Program Overview

Statistica Text and Document Mining and Web Crawling is a general text mining tool for indexing text in various languages, i.e., for counting the number of times that terms occur in the input documents. The program includes a large number of options for stemming words (terms), for handling synonym lists and phrases, and for summarizing the results of the indexing using various indices and statistical techniques. Flexible options are available for finalizing a list of terms that can be "deployed," to quickly score ("numericize") new input texts. Efficient methods for searching indexed documents are also supported.

Input Documents

Statistica Text and Document Mining accepts as input documents in a variety of formats, including MS Word® document files and rich text files (RTF), PDF (Acrobat Reader®), htm and html (web pages or URL addresses), XML, and text files. You can also specify a variable in the Statistica input spreadsheet containing the actual text itself.

Selecting Input Documents

Input documents can be selected in a variety of ways. File names and directories (references to input documents) can be stored in a variable in an input spreadsheet, or you can "crawl" through directories and subdirectory structures to retrieve files of particular types. In addition, various methods for accessing Web pages and for "crawling" the Web (retrieving all Web pages linked to a particular document specified as the root). Web crawling can be performed to a user-defined depth, e.g., you can request to retrieve all web sites linked to pages that are referenced from a particular root URL, pages that are referenced in those pages, and so on.

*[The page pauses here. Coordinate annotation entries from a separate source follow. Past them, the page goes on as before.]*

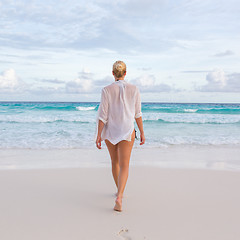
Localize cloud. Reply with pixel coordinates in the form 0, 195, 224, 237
40, 78, 66, 84
130, 74, 177, 92
65, 69, 113, 94
195, 69, 240, 92
213, 50, 234, 57
0, 68, 27, 93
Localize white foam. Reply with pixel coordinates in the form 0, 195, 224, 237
76, 106, 96, 111
184, 109, 198, 112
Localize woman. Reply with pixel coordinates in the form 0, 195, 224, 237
96, 61, 145, 211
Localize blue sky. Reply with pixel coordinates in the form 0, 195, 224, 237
0, 0, 240, 102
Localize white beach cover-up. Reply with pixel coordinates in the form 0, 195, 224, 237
96, 80, 142, 145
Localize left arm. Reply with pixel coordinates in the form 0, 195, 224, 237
96, 89, 108, 149
96, 119, 104, 149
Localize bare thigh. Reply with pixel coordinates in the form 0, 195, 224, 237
118, 130, 135, 167
105, 130, 135, 164
105, 139, 118, 164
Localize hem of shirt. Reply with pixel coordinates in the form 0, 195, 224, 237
102, 127, 134, 145
135, 113, 142, 118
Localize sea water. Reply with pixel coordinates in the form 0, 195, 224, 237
0, 102, 240, 149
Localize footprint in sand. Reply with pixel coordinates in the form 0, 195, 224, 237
117, 228, 132, 240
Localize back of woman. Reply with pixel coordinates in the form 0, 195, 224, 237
99, 80, 142, 144
96, 61, 145, 211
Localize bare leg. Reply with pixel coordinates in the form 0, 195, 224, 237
105, 140, 120, 187
114, 131, 135, 211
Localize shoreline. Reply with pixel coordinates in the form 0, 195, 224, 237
0, 145, 240, 171
0, 166, 240, 240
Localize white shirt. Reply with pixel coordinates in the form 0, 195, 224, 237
97, 80, 142, 145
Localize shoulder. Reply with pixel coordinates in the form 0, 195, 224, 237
124, 82, 139, 93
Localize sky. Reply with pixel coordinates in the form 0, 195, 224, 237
0, 0, 240, 103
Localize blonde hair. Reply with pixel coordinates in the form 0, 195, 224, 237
113, 61, 127, 78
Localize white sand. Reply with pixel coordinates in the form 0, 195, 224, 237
0, 161, 240, 240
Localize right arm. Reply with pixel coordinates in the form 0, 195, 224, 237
135, 88, 145, 145
96, 89, 108, 149
135, 117, 145, 145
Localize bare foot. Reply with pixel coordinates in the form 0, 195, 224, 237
114, 192, 123, 198
113, 197, 122, 212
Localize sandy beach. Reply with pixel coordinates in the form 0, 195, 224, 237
0, 149, 240, 240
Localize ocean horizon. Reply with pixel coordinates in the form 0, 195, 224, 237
0, 101, 240, 149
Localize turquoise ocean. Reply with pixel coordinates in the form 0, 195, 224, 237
0, 102, 240, 149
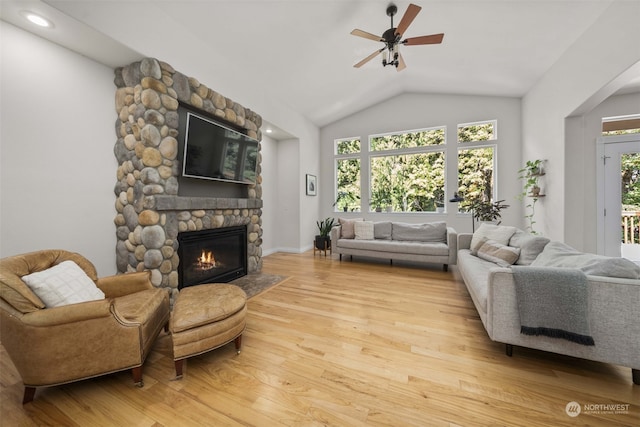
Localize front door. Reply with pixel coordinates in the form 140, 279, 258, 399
598, 134, 640, 262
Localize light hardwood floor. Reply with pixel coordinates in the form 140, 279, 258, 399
0, 251, 640, 427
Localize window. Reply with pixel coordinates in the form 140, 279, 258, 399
334, 120, 498, 212
334, 138, 360, 212
369, 127, 446, 212
458, 147, 495, 210
602, 114, 640, 136
458, 120, 497, 210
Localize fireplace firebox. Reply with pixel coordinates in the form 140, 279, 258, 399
178, 226, 247, 289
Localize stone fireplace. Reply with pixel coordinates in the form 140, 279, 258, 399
114, 58, 262, 302
178, 225, 247, 289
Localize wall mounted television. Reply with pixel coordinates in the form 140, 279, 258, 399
182, 112, 258, 184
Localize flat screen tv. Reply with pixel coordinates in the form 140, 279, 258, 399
182, 112, 258, 184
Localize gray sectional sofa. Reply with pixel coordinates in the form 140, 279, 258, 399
457, 224, 640, 384
331, 218, 457, 271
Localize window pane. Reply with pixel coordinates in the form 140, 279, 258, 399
336, 138, 360, 154
371, 128, 445, 151
458, 147, 494, 210
458, 122, 496, 142
370, 152, 445, 212
334, 159, 360, 212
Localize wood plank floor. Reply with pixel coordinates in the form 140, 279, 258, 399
0, 251, 640, 427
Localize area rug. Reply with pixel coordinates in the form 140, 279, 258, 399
229, 273, 288, 298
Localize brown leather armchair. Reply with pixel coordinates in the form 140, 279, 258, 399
0, 250, 170, 403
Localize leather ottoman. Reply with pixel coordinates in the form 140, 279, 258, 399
169, 283, 247, 378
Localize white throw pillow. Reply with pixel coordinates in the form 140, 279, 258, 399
338, 218, 363, 239
22, 261, 104, 308
478, 240, 520, 267
353, 221, 373, 240
471, 222, 518, 255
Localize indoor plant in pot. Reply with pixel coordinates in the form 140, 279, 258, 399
315, 218, 335, 250
518, 159, 544, 234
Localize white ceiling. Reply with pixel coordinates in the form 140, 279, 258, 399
1, 0, 640, 135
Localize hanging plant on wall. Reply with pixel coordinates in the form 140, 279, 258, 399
518, 159, 544, 234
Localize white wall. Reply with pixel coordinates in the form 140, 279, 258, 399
565, 93, 640, 253
319, 94, 524, 232
0, 21, 117, 276
522, 1, 640, 244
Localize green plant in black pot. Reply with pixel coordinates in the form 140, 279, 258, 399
518, 159, 544, 234
469, 198, 509, 224
315, 218, 335, 250
333, 191, 360, 212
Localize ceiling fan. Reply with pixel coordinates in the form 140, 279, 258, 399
351, 3, 444, 71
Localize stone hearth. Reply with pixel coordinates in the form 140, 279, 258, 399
114, 58, 262, 302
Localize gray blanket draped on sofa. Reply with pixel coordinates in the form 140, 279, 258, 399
512, 266, 595, 345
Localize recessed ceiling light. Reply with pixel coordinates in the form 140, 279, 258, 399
20, 11, 53, 28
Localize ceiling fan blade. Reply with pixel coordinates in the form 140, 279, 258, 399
396, 3, 422, 36
402, 33, 444, 46
396, 52, 407, 71
351, 28, 384, 42
354, 47, 386, 68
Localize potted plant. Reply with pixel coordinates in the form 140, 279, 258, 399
333, 191, 360, 212
469, 198, 509, 224
315, 218, 335, 250
433, 188, 444, 213
518, 159, 544, 234
371, 188, 391, 212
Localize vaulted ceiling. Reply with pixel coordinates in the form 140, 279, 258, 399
1, 0, 636, 133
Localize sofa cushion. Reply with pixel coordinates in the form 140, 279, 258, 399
22, 261, 104, 308
531, 242, 640, 279
509, 230, 550, 265
478, 240, 520, 267
458, 249, 498, 317
353, 221, 373, 240
471, 222, 518, 255
338, 218, 363, 239
338, 239, 449, 256
373, 221, 391, 240
391, 221, 447, 243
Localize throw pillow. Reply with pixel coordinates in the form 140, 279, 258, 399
531, 242, 640, 279
509, 230, 550, 265
22, 261, 104, 308
478, 240, 520, 267
373, 221, 391, 240
391, 221, 447, 243
353, 221, 373, 240
338, 218, 363, 239
471, 222, 518, 255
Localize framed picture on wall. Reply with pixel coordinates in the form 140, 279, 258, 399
307, 174, 318, 196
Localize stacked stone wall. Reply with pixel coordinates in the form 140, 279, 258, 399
114, 58, 262, 302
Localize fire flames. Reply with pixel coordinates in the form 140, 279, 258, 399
197, 250, 216, 270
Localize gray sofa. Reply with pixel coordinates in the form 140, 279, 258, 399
457, 229, 640, 384
331, 219, 457, 271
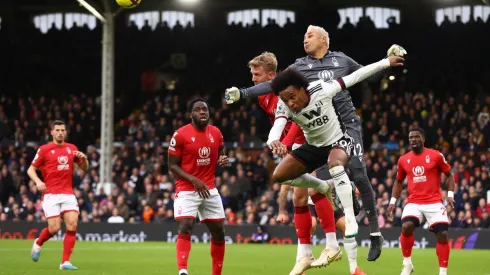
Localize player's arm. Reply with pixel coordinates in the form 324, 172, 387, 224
27, 148, 46, 192
267, 100, 290, 156
387, 158, 407, 217
282, 122, 303, 148
437, 153, 456, 209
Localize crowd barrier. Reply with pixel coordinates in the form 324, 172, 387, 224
0, 222, 490, 249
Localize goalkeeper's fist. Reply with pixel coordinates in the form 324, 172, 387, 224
225, 87, 240, 104
387, 44, 407, 57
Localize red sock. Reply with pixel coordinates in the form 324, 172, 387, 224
436, 241, 450, 268
177, 233, 191, 270
400, 232, 415, 258
311, 193, 335, 233
211, 239, 225, 275
61, 230, 77, 263
294, 205, 312, 244
36, 227, 53, 246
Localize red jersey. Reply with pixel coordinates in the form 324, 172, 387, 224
259, 93, 306, 146
32, 142, 82, 194
396, 148, 451, 204
168, 123, 224, 193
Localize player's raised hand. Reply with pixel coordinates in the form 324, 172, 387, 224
386, 203, 395, 219
269, 140, 288, 157
36, 181, 48, 193
218, 155, 229, 167
388, 56, 405, 67
386, 44, 407, 56
276, 213, 289, 223
225, 87, 240, 104
73, 151, 87, 159
192, 178, 211, 199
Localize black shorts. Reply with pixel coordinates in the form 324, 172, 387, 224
308, 204, 345, 223
291, 133, 354, 173
344, 117, 366, 168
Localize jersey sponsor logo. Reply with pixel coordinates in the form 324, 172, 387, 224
58, 156, 70, 171
412, 166, 427, 183
318, 70, 334, 82
196, 147, 211, 166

Stop Lists, Synonyms, and Phrases

Various options are available for specifying lists of words (terms) that are to be excluded from the indexing of the input documents or pairs of terms that are to be treated as synonyms (i.e., counted as the same word). It can be specified to treat specific phrases (e.g., "Eiffel Tower") as single terms and entries in the index. These lists can be edited and saved for future and repetitive use so the system can be customized to specific terminologies for different domains.

Stemming, and Support for Different Languages

Stemming refers to the reduction of words to their roots so that, for example, different grammatical forms or declinations of verbs are identified and indexed (counted) as the same word. For example, stemming ensures that both "travel" and "traveled" will be recognized by the program as the same word. Statistica Text and Document Mining includes stemming algorithms for most European languages including English, French, German, Italian, and Spanish.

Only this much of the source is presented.